You can use Splash with Zyte Smart Proxy Manager(formerly Crawlera) to render JavaScript and proxy all requests issued from Splash. This may be necessary if your uses Splash heavily and target website throttles or blocks requests from Splash.
How to do it?
You need to send your requests to Splash. Splash must proxy its requests via Smart Proxy Manager.
This is best achieved by using Splash /execute
endpoint. You need to create Lua script that will tell Splash to use the proxy for requests. Splash provides splash:on_request
callback function that can be used for this purpose.
function main(splash)
local host = "proxy.zyte.com"
local port = 8010
local user = "<API key>"
local password = ""
local session_header = "X-Crawlera-Session"
local session_id = "create"
splash:on_request(function (request)
request:set_header("X-Crawlera-Profile", "desktop")
request:set_header(session_header, session_id)
request:set_proxy{host, port, username=user, password=password}
end)
splash:on_response_headers(function (response)
if response.headers[session_header] ~= nil then
session_id = response.headers[session_header]
end
end)
splash:go(splash.args.url)
return splash:png()
end
The previous example rendered a page as a PNG image, and the binary content is returned in the HTTP request.

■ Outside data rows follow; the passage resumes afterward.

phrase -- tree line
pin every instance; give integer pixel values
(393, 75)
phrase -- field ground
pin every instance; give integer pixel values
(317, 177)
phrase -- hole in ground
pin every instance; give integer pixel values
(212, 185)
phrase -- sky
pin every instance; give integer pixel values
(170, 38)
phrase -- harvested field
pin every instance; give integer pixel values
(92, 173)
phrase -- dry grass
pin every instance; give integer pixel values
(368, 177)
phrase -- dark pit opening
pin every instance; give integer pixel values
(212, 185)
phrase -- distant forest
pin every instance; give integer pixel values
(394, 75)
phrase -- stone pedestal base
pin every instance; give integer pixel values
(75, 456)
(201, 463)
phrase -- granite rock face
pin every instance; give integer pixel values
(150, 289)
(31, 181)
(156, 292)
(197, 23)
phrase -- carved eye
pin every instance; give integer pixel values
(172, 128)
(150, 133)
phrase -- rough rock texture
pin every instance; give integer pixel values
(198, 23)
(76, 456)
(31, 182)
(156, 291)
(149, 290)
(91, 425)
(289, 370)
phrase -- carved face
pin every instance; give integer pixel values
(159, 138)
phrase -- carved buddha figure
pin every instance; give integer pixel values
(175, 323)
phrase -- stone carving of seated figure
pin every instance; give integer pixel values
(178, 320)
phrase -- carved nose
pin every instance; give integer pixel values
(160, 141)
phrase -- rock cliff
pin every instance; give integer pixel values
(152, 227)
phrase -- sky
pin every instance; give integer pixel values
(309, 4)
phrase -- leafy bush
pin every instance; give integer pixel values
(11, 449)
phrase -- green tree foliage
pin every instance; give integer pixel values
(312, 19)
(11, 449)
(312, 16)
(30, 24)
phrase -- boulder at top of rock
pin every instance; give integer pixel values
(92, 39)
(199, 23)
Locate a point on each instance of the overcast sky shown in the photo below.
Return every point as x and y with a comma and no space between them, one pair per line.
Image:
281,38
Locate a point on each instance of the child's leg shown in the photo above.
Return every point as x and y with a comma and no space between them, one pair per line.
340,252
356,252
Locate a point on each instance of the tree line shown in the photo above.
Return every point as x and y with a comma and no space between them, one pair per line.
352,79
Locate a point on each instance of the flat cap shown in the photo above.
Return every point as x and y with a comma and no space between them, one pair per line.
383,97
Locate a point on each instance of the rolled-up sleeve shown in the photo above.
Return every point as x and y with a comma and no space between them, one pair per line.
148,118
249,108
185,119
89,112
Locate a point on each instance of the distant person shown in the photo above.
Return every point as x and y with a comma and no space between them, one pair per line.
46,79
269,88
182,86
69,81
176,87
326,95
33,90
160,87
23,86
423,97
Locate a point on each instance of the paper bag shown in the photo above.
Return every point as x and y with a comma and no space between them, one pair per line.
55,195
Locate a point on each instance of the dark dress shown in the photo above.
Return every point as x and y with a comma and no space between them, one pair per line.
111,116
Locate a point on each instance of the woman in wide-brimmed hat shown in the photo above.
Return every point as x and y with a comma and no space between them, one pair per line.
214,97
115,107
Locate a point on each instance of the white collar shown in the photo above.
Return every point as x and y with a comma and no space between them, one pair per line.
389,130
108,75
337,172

The /execute
endpoint reads the automation script in the lua_source
parameter (which is a string containing the full script).
An example (using Python Requests library):
# coding: utf-8
import requests
splash_server = 'http://0.0.0.0:8050'
url = "https://twitter.com"
with open('crawlera-splash.lua') as lua:
lua_source = ''.join(lua.readlines())
splash_url = '{}/execute'.format(splash_server)
r = requests.post(
splash_url,
json={
'lua_source': lua_source,
'url': url,
},
timeout=100,
)
fp = open("crawlera-splash.png", "wb")
fp.write(r.content)
fp.close()
Note: in the previous Python script Splash was running at address 0.0.0.0, i.e. Splash was launched
from the Docker container.